Don't waste potential
Now that we know that protein is important and how much of it we need, it is the implementation of this knowledge that is most important. Because many exercisers know that a protein-rich diet is important for achieving athletic goals, but still unknowingly consume too little of it. Thus, it can quickly happen that the consumption of a hamburger is legitimized with the need for protein without knowing how much of it is actually contained. The protein amount of the evening pizza is booked according to the motto "will fit somehow" and the shake after the training saves the training successes anyway as if by itself.
So if you thought you were eating a protein-rich diet until now, you should definitely track your macronutrient intake to check your intake levels. At least for a while, you should be aware of how much protein you are actually taking in over the long term until you have a good feel for it.

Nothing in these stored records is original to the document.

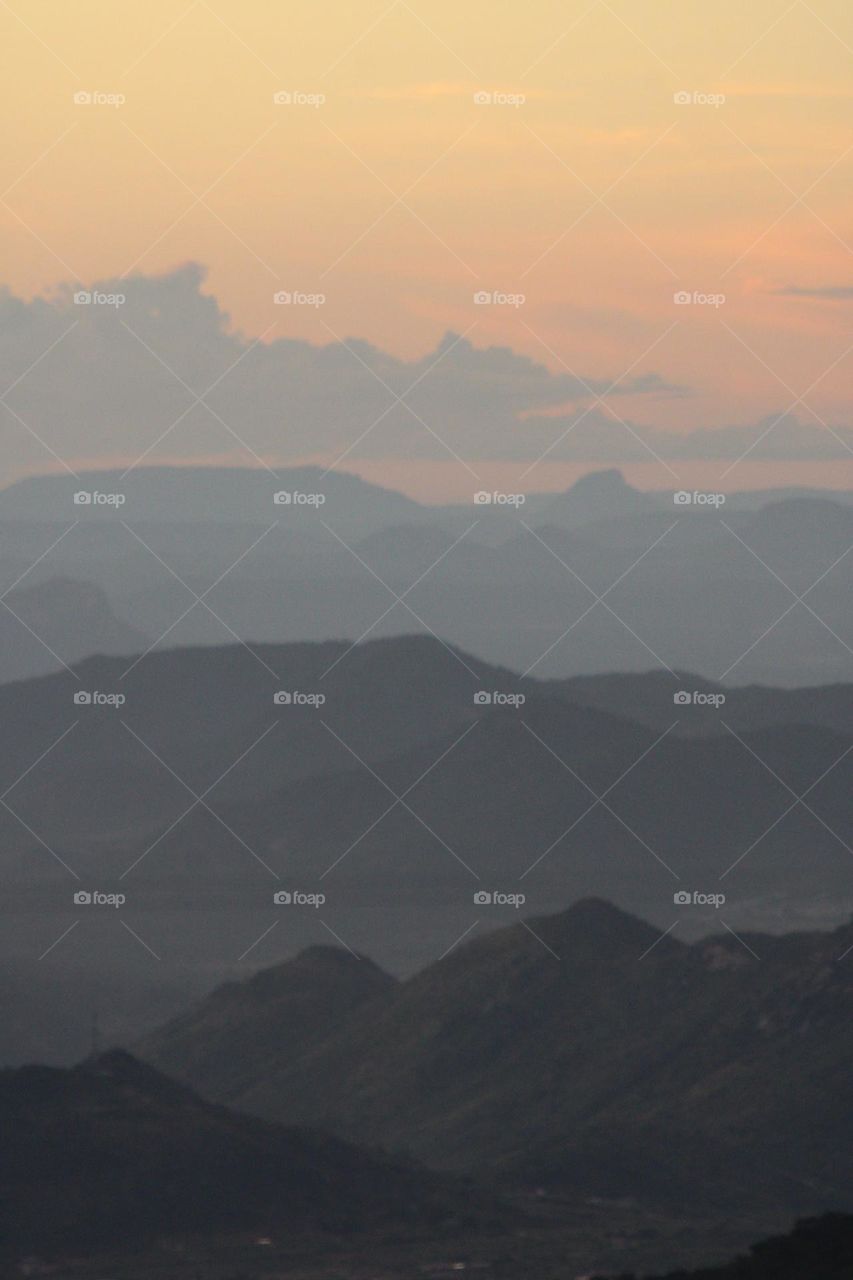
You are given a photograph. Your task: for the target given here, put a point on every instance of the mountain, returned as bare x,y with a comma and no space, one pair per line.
585,1051
648,698
219,494
404,795
281,1014
59,621
602,577
597,496
112,1153
817,1248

However, even if you're feeding your individually optimal amount of protein with quality proteins, it's important to do this every day. Another pitfall of fitness nutrition is doing everything perfectly on some days and then not doing it as well on the following days. Many thus reach their protein goal only occasionally and give away parts of it at this point. The human body benefits from a constantly high protein intake, especially when trianing hard. So you should ask yourself if you reach your targeted protein amount EVERY DAY or only occasionally.
Protein is irreplaceable for a balanced diet, but especially for achieving athletic goals. For muscle building you should supply at least 1.6g / Kg body weight daily, with higher amounts up to 2g as a safety supplement is reasonable and safe. In a diet, proteins have a protective effect on the existing muscles on the one hand, and on the other hand support the saturation and the stimulation of the metabolism. Especially during a diet, the protein intake may therefore be even higher.
Many protein sources are also suppliers of important micronutrients and thus automatically support a healthy diet. Adherence to the intake recommendations is very easy for mixed dieters in most cases, whereby higher amounts and sensible combinations of proteins can buffer a lower biological value in the case of a vegetarian or vegan lifestyle.